Cave diving is a good one. But also underwater cave diving, if that’s the right term. Seeing pictures of those those “don’t go beyond this point you will die” signs underwater is pretty dang spooky
Extreme ironing. I don’t see the point of dragging a board and iron anywhere. Even at home I’d rather wear wrinkles than open that board. (which is why I buy perminant press church clothes)
wingsuit. How do they even train?
You’re probably talking about proximity flying. I’ve done a bunch of wingsuit flying, in groups, from a plane. Skydiving but with wingsuits. With all of the correct training and gear, it felt completely safe.
I never BASE jumped, but when I was skydiving a lot I was considering giving it a go, but still leaning towards the ‘nah that’s probably a bit too dangerous for me’ side.
Then there’s base jumping with a wingsuit… Something that if I had gotten into base jumping, would still have probably been too scary.
Then, about 100x more dangerous and terrifying than all of that, is proximity flying - wingsuit base, with the intention of staying close to terrain the whole time.

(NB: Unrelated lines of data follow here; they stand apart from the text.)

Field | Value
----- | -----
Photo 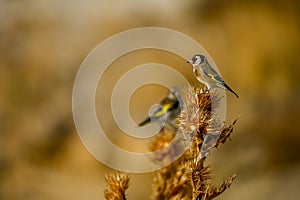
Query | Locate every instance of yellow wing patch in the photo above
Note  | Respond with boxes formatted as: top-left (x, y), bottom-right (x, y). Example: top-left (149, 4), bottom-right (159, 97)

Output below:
top-left (154, 103), bottom-right (172, 118)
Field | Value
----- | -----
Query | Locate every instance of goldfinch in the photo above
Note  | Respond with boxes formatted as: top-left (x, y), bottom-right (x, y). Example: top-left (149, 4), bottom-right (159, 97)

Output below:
top-left (187, 54), bottom-right (239, 98)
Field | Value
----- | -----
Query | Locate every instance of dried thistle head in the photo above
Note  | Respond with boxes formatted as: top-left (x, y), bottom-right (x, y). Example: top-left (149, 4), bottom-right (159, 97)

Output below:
top-left (104, 172), bottom-right (130, 200)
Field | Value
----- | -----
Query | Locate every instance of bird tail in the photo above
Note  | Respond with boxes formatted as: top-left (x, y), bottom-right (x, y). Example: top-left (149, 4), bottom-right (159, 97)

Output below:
top-left (224, 83), bottom-right (239, 98)
top-left (139, 117), bottom-right (151, 126)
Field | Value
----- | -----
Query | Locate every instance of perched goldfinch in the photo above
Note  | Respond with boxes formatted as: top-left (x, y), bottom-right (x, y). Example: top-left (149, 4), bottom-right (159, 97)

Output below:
top-left (139, 87), bottom-right (182, 126)
top-left (187, 54), bottom-right (239, 98)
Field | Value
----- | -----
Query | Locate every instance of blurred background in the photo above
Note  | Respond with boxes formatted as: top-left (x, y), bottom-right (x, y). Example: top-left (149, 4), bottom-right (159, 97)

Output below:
top-left (0, 0), bottom-right (300, 200)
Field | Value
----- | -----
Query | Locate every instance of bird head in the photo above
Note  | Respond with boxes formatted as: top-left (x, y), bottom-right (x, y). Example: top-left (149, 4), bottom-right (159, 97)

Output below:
top-left (187, 54), bottom-right (206, 67)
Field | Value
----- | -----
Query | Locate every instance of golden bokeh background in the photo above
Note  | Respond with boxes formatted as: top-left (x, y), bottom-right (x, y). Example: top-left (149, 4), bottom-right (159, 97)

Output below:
top-left (0, 0), bottom-right (300, 200)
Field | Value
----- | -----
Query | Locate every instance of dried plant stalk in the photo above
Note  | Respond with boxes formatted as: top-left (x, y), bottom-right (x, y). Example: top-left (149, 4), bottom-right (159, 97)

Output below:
top-left (105, 87), bottom-right (236, 200)
top-left (152, 87), bottom-right (236, 200)
top-left (104, 172), bottom-right (130, 200)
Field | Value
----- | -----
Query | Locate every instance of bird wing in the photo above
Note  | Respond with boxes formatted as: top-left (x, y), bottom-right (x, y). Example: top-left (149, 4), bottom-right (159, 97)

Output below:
top-left (152, 102), bottom-right (173, 118)
top-left (203, 63), bottom-right (224, 85)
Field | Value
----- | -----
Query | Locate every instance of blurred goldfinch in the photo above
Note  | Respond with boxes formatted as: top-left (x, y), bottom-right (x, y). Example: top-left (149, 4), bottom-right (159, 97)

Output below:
top-left (139, 87), bottom-right (182, 126)
top-left (187, 54), bottom-right (239, 98)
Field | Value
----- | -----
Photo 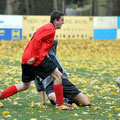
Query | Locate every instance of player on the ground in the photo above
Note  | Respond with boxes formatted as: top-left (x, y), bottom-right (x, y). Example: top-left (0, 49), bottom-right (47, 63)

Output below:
top-left (34, 40), bottom-right (90, 106)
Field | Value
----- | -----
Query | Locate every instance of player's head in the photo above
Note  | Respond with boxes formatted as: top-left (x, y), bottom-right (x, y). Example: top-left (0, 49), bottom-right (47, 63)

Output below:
top-left (50, 10), bottom-right (64, 29)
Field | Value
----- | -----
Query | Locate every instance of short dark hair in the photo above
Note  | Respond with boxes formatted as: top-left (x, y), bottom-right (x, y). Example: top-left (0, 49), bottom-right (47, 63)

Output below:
top-left (50, 10), bottom-right (64, 23)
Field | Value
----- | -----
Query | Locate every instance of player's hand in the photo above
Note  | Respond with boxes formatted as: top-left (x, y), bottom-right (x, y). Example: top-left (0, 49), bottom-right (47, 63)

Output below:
top-left (27, 57), bottom-right (35, 65)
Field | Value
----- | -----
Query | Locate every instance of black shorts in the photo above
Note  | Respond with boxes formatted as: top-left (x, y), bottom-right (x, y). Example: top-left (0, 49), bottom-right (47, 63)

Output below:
top-left (46, 79), bottom-right (81, 100)
top-left (22, 56), bottom-right (57, 82)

These psychos fly through valleys, between trees etc…
Knowing what I do about how tricky it is to fly a low-performance, gentle easy wingsuit in a stable formation, the idea of flying these bigger, twitchier high performance wingsuits through a valley just seems suicidal. Absolutely nope.
Yeah thanks, I meant the proximity flying with a wingsuit where they fly very close to the terrain. I live close to a mountain where they are doing this. The videos are stunning but we hear about accidents regularly in local media. If something happens your done. No thx: https://youtu.be/QKMkhCsgsas
Given a chance to truly fly, you’d pass on that?
The kind of parkour runs which you do on top of high rise buildings
Anything with an internal combustion engine. Fuck that
Hard to pick one when I’ll never do any of them.
slope skiiing
I can’t tell if you’re trying to say Alpine skiing is scary or that you’re into all the stuff people consider to be extreme sports.
I would gladly skydive; but strapping some dead trees to my feet and hurtling myself at high speed towards a bunch of live trees, as though taunting them, seems like a bad idea.
Yes indeed, mocking gravity while hurling yourself directly towards the enormous local source of it all is much more sane (said as someone who has done plenty of both)
The one I would also most like to do, if only it was safe and I wasn’t disabled: wingsuiting. Even if I wasn’t disabled I still wouldn’t do it, just because I don’t want to die by smashing into the ground at 60 mph. But moving through the sky like that sounds incredible.
Yeah, free soloing is the one. I climb all the time, totally happy doing anything at any height with a rope but without one? Nah.
I just watched the documentary Free Solo last weekend. I have never been climbing, not because I didn’t want to. But now I also don’t want to.
My advice is to try it out at an indoor gym first! And also never to free solo anything! Ever!
Bull riding.
Wrecking ball duelling. But I’d pay to see others do it with each their own tower crane.
I’d be up for that if you’ll find me an opponent - and a crane.
I’ve done a little bit of cave diving. There are caves I would dive again, and some I absolutely would not. These experiences rank very highly among the coolest of my life. There’s things to see down there you can’t experience any other way. But yes, it is relatively dangerous and I spent a lot of time down there not thinking about how far away I was from the surface.
Too late:
E4
a lot of people saying cave diving and I agree it is fucking terrifying and you wouldn’t catch me anywhere near it but you are weightless, if you go somewhere bad you can almost always just go back. Dry caving however has this little thing called gravity, you can get stuck in a hole with no way out, I would honestly rather drown.